Translational Validation in Human Models
The relevance of these findings to human disease was confirmed through the examination of human post-mortem cerebellar sections and induced pluripotent stem cell (iPSC)-derived motor neurons. A consistent reduction in PAICS expression was observed in samples from patients with C9orf72-associated ALS and, notably, in some sporadic ALS cases as well. This indicates that the PAICS-DDR axis may be a broader feature of ALS pathology, extending beyond the C9orf72 mutation. The study also demonstrated that restoring paics expression in C9orf72-deficient zebrafish was sufficient to resolve DNA damage and preserve cerebellar architecture, providing a strong proof-of-concept for therapeutic intervention.
Expert Commentary
The discovery of the PAICS-mediated pathway provides a compelling mechanistic bridge between metabolic dysfunction and DNA damage in ALS. For years, the field has debated whether C9orf72 pathology is driven primarily by toxic gain-of-function or loss-of-function. These findings reinforce the importance of the LoF component, showing that reduced C9orf72 levels directly impair metabolic enzymes vital for neuronal survival.
From a clinical perspective, the observation that cerebellar changes precede motor symptoms is particularly significant. It suggests that cerebellar imaging or biomarkers related to purine metabolism could potentially serve as early diagnostic tools. Furthermore, the ability of PAICS restoration to rescue the phenotype in vivo highlights a metabolic therapeutic window that has been largely overlooked in neurodegeneration research. However, a major challenge remains: how to selectively upregulate purine biosynthetic enzymes in the CNS without inducing systemic metabolic imbalances or promoting oncogenic pathways, as PAICS is also known to be overexpressed in various cancers.
Conclusion
In summary, the identification of PAICS as a mediator of DNA damage and cerebellar loss represents a significant advance in our understanding of C9orf72-associated ALS and FTD. By linking the C9orf72 protein to the regulation of de novo purine biosynthesis, this research underscores the vulnerability of specific cerebellar populations to metabolic and genomic stress. Future studies should focus on the upstream regulatory mechanisms of PAICS by C9orf72 and explore small-molecule or gene therapy approaches to stabilize purine metabolism in at-risk neurons. Understanding the full scope of the PAICS-DDR axis may ultimately lead to disease-modifying therapies that can halt the progression of neurodegeneration long before the first motor symptoms appear.
References
- Singh J, Lescouzères L, Zaouter C, Chaineau M, Haghi G, Durcan TM, Patten SA. PAICS mediates DNA damage and cerebellar neuronal loss in C9orf72 amyotrophic lateral sclerosis. Brain. 2026. PMID: 41810938.
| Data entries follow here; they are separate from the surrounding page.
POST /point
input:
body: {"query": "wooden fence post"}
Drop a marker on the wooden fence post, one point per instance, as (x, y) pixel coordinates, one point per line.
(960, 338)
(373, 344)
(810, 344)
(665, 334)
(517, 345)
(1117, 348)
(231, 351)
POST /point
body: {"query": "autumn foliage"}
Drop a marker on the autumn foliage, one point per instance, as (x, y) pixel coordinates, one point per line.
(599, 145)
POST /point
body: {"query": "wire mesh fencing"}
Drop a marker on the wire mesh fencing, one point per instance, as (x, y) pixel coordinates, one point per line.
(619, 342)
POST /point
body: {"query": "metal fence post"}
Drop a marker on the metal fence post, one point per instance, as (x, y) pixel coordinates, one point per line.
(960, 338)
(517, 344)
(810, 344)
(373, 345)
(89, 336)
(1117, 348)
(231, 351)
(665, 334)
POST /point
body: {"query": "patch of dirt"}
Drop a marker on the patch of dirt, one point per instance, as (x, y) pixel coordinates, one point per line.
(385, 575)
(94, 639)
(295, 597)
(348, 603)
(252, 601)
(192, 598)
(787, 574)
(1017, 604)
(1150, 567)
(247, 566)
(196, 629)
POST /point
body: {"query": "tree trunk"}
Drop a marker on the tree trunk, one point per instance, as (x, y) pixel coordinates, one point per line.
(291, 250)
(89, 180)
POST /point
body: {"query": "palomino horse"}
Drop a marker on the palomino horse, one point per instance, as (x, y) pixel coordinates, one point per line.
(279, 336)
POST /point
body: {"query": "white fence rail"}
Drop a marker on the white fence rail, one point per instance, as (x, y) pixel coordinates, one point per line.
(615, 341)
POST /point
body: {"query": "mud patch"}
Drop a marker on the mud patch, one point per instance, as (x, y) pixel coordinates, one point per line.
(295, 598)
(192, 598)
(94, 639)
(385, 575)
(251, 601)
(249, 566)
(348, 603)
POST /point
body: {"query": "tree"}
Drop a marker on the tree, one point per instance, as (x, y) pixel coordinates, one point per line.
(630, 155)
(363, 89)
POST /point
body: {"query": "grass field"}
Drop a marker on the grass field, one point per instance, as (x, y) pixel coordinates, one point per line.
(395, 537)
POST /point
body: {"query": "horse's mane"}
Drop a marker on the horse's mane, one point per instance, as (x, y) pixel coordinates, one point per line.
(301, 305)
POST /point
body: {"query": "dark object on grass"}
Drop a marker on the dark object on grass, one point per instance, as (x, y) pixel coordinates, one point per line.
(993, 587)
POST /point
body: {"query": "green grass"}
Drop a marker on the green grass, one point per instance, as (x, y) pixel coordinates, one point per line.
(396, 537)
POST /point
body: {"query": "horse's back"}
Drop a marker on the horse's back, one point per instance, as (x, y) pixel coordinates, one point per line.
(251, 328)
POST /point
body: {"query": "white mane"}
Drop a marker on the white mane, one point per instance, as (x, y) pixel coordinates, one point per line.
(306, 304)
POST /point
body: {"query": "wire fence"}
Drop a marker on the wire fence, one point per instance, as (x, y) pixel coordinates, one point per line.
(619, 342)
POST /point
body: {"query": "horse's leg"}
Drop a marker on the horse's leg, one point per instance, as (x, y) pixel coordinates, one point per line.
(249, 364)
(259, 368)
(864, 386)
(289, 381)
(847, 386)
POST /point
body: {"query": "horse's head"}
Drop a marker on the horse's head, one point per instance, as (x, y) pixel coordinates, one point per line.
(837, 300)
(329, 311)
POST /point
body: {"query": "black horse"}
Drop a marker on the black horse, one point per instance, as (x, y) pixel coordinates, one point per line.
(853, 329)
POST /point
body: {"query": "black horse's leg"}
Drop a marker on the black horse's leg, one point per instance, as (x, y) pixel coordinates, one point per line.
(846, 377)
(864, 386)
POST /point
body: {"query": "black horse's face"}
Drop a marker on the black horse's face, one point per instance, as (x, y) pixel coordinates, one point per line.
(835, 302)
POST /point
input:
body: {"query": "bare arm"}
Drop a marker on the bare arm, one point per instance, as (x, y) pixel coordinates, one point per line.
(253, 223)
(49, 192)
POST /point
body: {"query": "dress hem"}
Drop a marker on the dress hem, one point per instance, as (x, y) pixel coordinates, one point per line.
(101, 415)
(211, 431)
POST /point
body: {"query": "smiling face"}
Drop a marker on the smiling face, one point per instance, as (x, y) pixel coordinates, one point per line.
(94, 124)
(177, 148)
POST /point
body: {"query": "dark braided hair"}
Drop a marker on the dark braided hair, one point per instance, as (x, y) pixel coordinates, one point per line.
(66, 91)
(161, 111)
- DeJesus-Hernandez M, et al. Expanded GGGGCC hexanucleotide repeat in noncoding region of C9ORF72 causes chromosome 9p21-linked ALS-FTD. Neuron. 2011;72(2):245-56. PMID: 21944778.
- Renton AE, et al. A hexanucleotide repeat expansion in C9ORF72 is the cause of chromosome 9p21-linked ALS-FTD. Neuron. 2011;72(2):257-68. PMID: 21944779.
- Farg MA, et al. C9ORF72, implicated in amytrophic lateral sclerosis and frontotemporal dementia, regulates endosomal trafficking. Hum Mol Genet. 2014;23(13):3579-95. PMID: 24549040.